J Pers Soc Psychol. 1989 Feb;56(2):149-60. doi: 10.1037//0022-3514.56.2.149.
We conducted three experiments to examine the effects of information about a speaker's status on memory for the assertiveness of his or her remarks. Subjects either read (Experiments 1 and 2) or listened to a conversation (Experiment 3) and were later tested for their memory of the target speaker's remarks with either a recognition (Experiment 1) or a recall procedure (Experiments 2 and 3). In all experiments the target speaker's ostensible status was manipulated. In Experiment 1, subjects who believed the speaker was high in status were less able later to distinguish between remarks from the conversation and assertive paraphrases of those remarks. This result was replicated in Experiment 2, but only when the status information was provided before subjects read the conversation and not when the information was provided after the conversation had been read. Experiment 2's results eliminate a reconstructive memory interpretation and suggest that information about a speaker's status affects the encoding of remarks. Experiment 3 examined this effect in a more ecologically representative context.

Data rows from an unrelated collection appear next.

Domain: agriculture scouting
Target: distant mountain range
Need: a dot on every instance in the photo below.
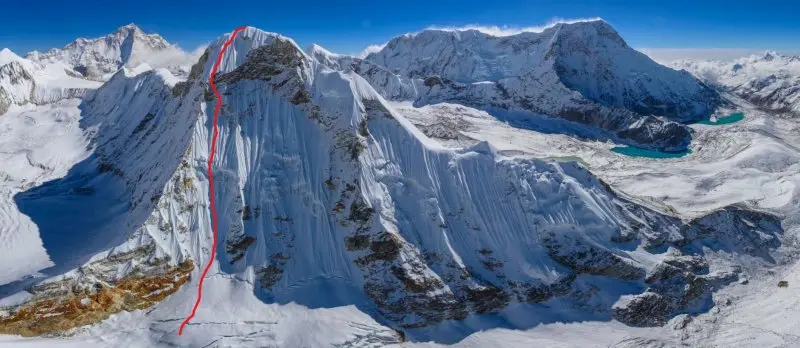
(328, 196)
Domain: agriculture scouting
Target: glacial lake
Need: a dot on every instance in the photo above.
(732, 118)
(638, 152)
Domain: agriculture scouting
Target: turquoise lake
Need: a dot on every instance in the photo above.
(732, 118)
(637, 152)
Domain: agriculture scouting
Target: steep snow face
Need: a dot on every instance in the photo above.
(22, 82)
(327, 196)
(770, 81)
(582, 72)
(99, 58)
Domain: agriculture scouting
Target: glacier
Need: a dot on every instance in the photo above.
(349, 206)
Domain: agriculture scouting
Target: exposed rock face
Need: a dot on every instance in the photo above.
(18, 86)
(93, 294)
(770, 81)
(96, 58)
(582, 72)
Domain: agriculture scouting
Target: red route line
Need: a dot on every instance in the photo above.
(211, 177)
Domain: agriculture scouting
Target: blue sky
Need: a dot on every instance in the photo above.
(350, 26)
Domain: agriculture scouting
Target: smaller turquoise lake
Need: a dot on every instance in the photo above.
(732, 118)
(638, 152)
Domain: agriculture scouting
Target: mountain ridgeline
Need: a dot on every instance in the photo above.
(583, 73)
(327, 196)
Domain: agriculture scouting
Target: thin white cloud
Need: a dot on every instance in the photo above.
(666, 55)
(173, 56)
(510, 30)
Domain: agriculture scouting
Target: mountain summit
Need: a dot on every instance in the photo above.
(582, 72)
(97, 58)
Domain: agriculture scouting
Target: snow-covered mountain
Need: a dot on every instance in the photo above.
(582, 72)
(23, 82)
(770, 81)
(128, 46)
(328, 196)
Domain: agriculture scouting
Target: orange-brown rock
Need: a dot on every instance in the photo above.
(56, 313)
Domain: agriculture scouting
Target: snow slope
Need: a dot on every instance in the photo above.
(351, 221)
(23, 82)
(580, 72)
(128, 46)
(770, 81)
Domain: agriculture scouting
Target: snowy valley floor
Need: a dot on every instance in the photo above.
(756, 161)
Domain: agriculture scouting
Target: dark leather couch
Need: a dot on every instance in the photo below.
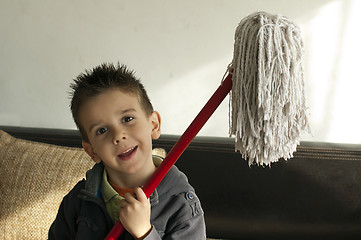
(315, 195)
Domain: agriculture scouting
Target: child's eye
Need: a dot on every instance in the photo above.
(101, 130)
(127, 119)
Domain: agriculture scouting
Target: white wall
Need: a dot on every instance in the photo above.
(180, 50)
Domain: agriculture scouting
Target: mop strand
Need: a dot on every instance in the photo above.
(268, 109)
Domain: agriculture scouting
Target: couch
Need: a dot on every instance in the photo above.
(315, 195)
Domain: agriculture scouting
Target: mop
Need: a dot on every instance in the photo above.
(268, 111)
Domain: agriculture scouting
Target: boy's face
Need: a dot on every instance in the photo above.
(120, 133)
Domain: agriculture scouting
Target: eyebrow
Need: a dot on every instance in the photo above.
(122, 112)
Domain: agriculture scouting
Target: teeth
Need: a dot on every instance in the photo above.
(129, 150)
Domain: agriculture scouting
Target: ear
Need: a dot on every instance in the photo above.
(88, 148)
(156, 122)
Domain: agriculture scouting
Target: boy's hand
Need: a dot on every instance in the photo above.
(134, 213)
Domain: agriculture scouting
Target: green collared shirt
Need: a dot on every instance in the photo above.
(112, 198)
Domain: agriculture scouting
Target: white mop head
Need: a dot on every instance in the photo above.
(268, 110)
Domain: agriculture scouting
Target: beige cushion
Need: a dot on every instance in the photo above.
(34, 177)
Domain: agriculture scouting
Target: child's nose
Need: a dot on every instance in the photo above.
(119, 135)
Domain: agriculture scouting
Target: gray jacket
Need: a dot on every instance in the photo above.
(176, 212)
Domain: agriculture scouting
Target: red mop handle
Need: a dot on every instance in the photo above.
(180, 146)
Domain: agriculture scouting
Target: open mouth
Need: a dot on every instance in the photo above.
(128, 153)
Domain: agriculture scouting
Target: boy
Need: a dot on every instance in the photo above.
(117, 123)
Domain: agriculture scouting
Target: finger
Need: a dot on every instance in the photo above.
(140, 195)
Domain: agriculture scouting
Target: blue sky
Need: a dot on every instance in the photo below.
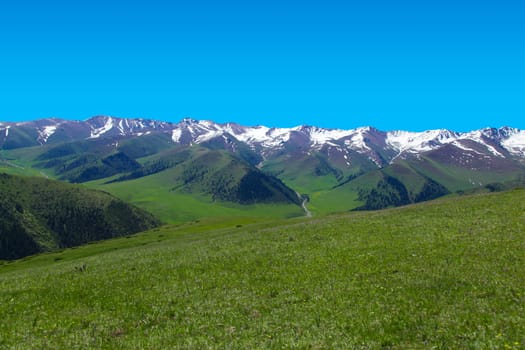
(410, 65)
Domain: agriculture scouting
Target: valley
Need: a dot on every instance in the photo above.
(196, 169)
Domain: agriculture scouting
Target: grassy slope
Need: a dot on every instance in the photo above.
(154, 193)
(444, 274)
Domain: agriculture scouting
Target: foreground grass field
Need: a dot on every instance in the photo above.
(446, 274)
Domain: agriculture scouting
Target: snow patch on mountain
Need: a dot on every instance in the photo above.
(97, 132)
(515, 143)
(459, 145)
(176, 134)
(46, 132)
(319, 136)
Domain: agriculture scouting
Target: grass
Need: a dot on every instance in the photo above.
(155, 194)
(445, 274)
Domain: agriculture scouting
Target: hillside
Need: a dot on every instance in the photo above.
(335, 169)
(444, 274)
(38, 215)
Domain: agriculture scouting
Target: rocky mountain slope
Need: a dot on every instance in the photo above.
(354, 166)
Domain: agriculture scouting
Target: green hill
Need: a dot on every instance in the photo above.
(447, 274)
(38, 215)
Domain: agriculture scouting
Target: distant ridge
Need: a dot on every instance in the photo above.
(381, 147)
(330, 169)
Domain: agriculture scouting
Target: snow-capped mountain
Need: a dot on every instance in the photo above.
(380, 147)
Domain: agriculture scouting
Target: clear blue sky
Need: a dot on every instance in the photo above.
(391, 64)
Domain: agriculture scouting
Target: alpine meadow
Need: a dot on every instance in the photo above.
(262, 175)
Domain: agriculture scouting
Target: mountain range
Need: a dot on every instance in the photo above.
(333, 169)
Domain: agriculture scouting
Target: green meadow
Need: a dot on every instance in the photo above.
(447, 274)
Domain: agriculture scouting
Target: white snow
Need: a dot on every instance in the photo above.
(95, 133)
(463, 147)
(515, 144)
(320, 136)
(357, 140)
(209, 135)
(418, 141)
(175, 135)
(46, 132)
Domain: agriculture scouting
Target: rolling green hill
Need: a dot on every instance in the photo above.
(38, 215)
(193, 183)
(447, 274)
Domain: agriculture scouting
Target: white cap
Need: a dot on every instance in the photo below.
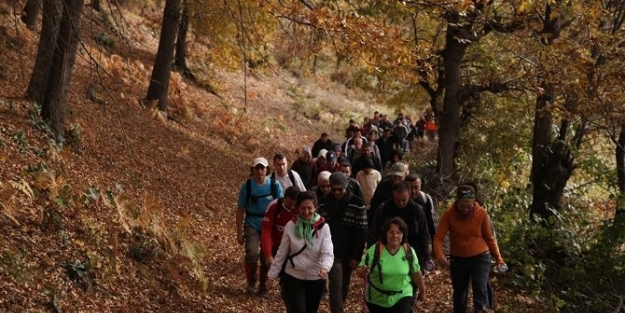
(261, 161)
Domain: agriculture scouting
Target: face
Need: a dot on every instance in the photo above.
(280, 166)
(324, 186)
(396, 178)
(306, 209)
(260, 172)
(346, 170)
(367, 151)
(415, 188)
(288, 203)
(394, 236)
(465, 205)
(401, 198)
(337, 191)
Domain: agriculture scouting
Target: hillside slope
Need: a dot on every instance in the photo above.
(134, 212)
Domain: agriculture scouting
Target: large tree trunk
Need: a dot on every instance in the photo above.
(620, 171)
(47, 42)
(30, 13)
(450, 119)
(159, 81)
(180, 59)
(55, 97)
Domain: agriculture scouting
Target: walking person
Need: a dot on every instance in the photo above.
(254, 196)
(278, 214)
(393, 270)
(346, 215)
(306, 255)
(471, 245)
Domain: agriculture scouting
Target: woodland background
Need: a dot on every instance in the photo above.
(127, 128)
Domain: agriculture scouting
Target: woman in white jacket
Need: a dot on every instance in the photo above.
(304, 258)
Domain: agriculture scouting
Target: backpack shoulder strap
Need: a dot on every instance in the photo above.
(409, 256)
(248, 191)
(274, 188)
(278, 208)
(291, 177)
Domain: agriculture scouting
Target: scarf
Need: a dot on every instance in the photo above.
(304, 228)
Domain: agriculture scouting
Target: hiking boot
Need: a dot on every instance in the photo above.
(250, 289)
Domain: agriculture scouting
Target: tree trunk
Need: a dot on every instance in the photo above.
(180, 59)
(54, 100)
(552, 162)
(45, 51)
(450, 119)
(159, 81)
(620, 171)
(96, 5)
(30, 13)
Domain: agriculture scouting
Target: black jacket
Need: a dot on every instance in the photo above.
(412, 214)
(347, 218)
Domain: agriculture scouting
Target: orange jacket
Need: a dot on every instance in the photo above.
(467, 238)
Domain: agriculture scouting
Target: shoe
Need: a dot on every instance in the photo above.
(250, 289)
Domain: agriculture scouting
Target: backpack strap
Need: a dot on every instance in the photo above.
(291, 177)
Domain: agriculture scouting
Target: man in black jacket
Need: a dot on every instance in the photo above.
(402, 206)
(346, 215)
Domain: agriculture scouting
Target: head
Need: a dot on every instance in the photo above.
(401, 194)
(465, 198)
(393, 231)
(280, 164)
(414, 180)
(367, 149)
(346, 169)
(338, 184)
(306, 204)
(398, 171)
(321, 158)
(386, 133)
(323, 182)
(260, 167)
(331, 158)
(305, 154)
(337, 150)
(357, 141)
(324, 137)
(290, 197)
(368, 166)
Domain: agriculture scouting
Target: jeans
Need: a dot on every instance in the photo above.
(302, 295)
(402, 306)
(340, 277)
(476, 270)
(252, 256)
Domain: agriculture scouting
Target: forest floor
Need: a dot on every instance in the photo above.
(134, 212)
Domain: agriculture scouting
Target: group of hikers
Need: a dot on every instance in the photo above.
(356, 207)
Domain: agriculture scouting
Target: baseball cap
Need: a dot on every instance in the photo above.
(262, 161)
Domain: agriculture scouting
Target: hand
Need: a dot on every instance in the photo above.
(443, 260)
(362, 271)
(353, 264)
(323, 275)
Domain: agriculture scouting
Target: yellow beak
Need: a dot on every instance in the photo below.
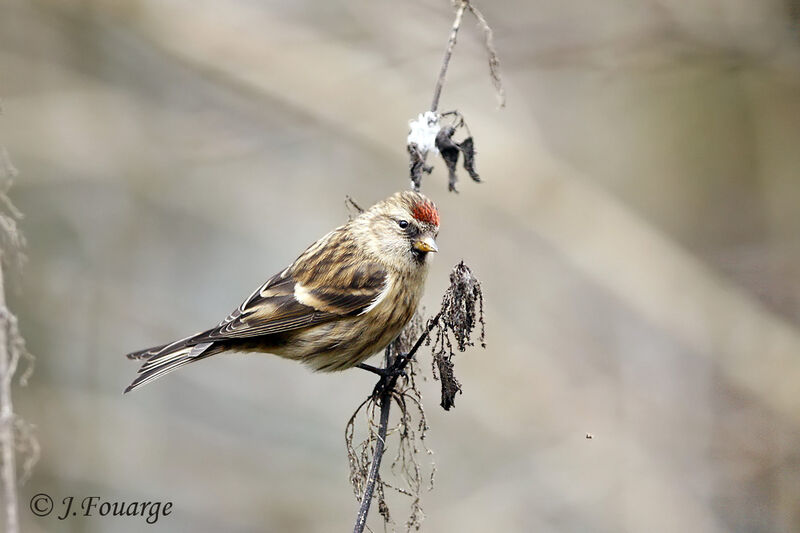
(426, 244)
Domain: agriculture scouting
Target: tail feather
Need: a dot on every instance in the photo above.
(165, 358)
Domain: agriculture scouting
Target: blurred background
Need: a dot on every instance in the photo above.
(636, 235)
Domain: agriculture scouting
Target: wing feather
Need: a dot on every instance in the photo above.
(320, 286)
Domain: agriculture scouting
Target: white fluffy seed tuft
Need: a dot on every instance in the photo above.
(423, 132)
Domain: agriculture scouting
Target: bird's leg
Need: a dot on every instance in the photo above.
(369, 368)
(389, 375)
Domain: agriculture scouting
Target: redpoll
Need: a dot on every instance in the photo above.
(344, 299)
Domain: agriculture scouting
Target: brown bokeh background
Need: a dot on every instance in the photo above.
(636, 234)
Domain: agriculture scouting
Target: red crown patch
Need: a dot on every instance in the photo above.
(426, 212)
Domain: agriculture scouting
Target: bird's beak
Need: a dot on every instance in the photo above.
(426, 244)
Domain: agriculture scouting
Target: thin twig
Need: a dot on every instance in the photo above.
(451, 42)
(380, 445)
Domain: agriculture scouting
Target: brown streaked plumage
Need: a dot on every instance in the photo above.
(344, 299)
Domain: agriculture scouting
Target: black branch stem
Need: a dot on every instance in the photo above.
(385, 403)
(380, 445)
(451, 43)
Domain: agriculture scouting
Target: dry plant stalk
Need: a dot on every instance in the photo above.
(452, 328)
(16, 435)
(453, 325)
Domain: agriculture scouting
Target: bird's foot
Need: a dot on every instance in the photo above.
(388, 376)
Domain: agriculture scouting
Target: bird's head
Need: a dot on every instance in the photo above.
(402, 229)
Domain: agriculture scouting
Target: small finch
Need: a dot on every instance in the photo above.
(344, 299)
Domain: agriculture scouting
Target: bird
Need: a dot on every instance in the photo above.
(345, 298)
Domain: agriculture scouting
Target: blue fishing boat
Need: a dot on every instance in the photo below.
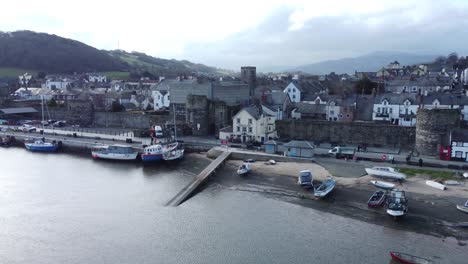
(42, 146)
(325, 188)
(305, 179)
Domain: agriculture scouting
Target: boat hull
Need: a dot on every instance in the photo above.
(385, 174)
(408, 259)
(114, 156)
(462, 208)
(39, 148)
(151, 157)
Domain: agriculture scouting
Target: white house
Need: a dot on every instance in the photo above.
(95, 77)
(396, 109)
(161, 99)
(294, 91)
(459, 144)
(58, 84)
(254, 124)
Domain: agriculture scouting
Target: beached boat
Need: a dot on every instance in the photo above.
(244, 169)
(305, 179)
(42, 146)
(383, 185)
(114, 152)
(174, 153)
(385, 172)
(152, 153)
(377, 199)
(463, 208)
(325, 188)
(408, 259)
(397, 205)
(436, 185)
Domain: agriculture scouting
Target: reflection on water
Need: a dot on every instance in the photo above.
(67, 209)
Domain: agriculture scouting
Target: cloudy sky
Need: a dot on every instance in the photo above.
(265, 33)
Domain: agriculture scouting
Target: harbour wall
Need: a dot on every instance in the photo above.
(372, 134)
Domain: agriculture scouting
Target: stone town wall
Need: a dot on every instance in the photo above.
(372, 134)
(433, 127)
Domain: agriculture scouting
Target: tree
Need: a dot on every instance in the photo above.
(52, 103)
(116, 106)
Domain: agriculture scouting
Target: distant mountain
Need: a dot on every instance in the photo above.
(370, 62)
(53, 54)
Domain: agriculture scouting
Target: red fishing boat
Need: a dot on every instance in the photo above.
(408, 259)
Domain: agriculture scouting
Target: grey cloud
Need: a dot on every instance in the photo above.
(272, 44)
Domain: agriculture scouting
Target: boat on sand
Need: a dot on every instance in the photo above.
(408, 259)
(385, 172)
(383, 185)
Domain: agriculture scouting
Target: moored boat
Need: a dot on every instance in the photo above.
(152, 153)
(42, 146)
(325, 188)
(244, 169)
(383, 185)
(305, 179)
(115, 152)
(397, 205)
(462, 208)
(385, 172)
(377, 199)
(408, 259)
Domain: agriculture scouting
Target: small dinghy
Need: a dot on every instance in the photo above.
(305, 179)
(385, 172)
(408, 259)
(463, 208)
(377, 199)
(383, 185)
(436, 185)
(325, 188)
(244, 169)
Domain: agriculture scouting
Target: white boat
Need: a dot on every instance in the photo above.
(436, 185)
(383, 185)
(463, 208)
(397, 205)
(115, 152)
(385, 172)
(244, 169)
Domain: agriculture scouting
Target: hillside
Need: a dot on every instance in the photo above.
(370, 62)
(141, 62)
(50, 53)
(29, 51)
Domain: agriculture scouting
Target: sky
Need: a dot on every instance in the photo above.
(269, 34)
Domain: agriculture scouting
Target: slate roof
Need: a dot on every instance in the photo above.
(19, 110)
(299, 144)
(459, 135)
(306, 108)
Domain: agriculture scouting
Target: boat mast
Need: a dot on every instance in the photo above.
(175, 127)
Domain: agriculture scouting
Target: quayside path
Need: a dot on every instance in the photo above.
(199, 179)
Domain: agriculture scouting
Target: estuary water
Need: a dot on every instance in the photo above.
(57, 208)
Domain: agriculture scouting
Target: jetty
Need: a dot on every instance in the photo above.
(199, 179)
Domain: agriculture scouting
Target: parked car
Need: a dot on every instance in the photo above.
(28, 128)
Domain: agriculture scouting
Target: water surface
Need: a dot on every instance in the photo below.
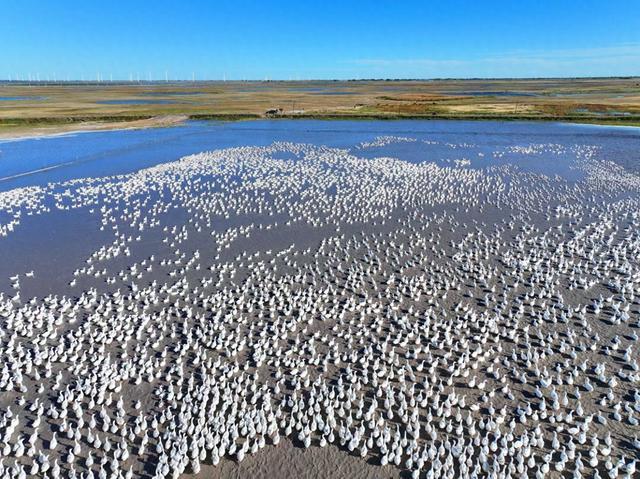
(538, 147)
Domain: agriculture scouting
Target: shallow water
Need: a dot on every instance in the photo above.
(40, 161)
(311, 261)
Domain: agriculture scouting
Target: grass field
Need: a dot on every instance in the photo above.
(37, 108)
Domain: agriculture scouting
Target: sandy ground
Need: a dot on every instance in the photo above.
(315, 291)
(288, 460)
(63, 129)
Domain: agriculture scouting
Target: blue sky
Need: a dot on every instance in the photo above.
(325, 39)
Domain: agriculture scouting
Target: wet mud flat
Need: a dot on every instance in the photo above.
(319, 311)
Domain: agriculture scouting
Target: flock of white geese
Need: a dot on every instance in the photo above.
(448, 321)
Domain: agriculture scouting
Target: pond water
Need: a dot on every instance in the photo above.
(538, 147)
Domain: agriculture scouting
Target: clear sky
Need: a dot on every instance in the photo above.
(273, 39)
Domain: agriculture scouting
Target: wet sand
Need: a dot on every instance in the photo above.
(371, 316)
(25, 132)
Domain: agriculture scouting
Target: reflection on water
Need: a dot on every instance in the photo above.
(22, 98)
(538, 147)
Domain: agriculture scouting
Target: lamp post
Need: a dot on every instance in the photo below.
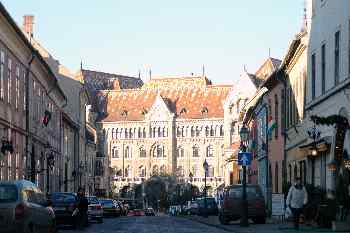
(205, 166)
(244, 220)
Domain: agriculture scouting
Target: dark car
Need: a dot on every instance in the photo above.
(24, 208)
(64, 204)
(150, 212)
(212, 207)
(232, 204)
(110, 207)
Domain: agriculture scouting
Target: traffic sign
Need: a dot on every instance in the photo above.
(244, 158)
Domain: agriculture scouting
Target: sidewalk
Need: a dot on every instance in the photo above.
(269, 227)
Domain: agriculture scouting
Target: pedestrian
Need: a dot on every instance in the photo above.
(82, 206)
(296, 200)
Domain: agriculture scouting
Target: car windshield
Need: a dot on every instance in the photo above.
(252, 192)
(106, 202)
(8, 193)
(63, 197)
(93, 200)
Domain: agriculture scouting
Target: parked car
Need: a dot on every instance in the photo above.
(95, 211)
(211, 209)
(64, 203)
(150, 212)
(192, 208)
(232, 204)
(23, 208)
(110, 207)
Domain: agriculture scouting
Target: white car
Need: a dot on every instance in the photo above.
(95, 211)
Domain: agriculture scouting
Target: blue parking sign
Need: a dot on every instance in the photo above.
(244, 158)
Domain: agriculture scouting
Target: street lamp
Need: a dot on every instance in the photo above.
(244, 220)
(205, 166)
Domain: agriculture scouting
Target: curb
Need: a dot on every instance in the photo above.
(208, 224)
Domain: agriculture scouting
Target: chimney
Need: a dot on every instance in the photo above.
(28, 22)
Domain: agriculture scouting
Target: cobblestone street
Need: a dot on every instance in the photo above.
(158, 224)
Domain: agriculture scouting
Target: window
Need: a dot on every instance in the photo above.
(210, 171)
(323, 68)
(336, 57)
(163, 170)
(180, 152)
(2, 66)
(276, 177)
(221, 130)
(128, 152)
(155, 170)
(313, 76)
(9, 80)
(115, 152)
(195, 151)
(276, 116)
(17, 87)
(210, 151)
(142, 152)
(142, 171)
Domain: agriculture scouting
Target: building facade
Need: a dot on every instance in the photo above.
(169, 126)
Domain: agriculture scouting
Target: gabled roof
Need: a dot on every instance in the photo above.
(191, 102)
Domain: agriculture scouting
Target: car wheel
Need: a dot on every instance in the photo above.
(223, 220)
(259, 220)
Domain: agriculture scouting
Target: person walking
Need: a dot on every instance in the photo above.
(296, 200)
(82, 206)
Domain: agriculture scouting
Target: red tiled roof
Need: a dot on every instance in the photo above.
(187, 101)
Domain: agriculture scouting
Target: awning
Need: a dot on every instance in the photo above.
(323, 144)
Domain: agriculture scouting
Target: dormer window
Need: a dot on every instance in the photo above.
(183, 111)
(204, 111)
(124, 113)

我们进行了三项实验,以检验关于说话者地位的信息对其言论自信程度记忆的影响。实验对象要么阅读(实验1和实验2),要么聆听一段对话(实验3),随后通过识别(实验1)或回忆程序(实验2和实验3)来测试他们对目标说话者言论的记忆。在所有实验中,目标说话者的表面地位都受到了操控。在实验1中,那些认为说话者地位高的实验对象,后来较难区分对话中的言论和这些言论的自信释义。这一结果在实验2中得到了重复,但只有当地位信息在实验对象阅读对话之前提供时才会如此,而在对话阅读之后提供信息时则不会。实验2的结果排除了重构性记忆的解释,并表明关于说话者地位的信息会影响言论的编码。实验3在更具生态代表性的情境中检验了这一效应。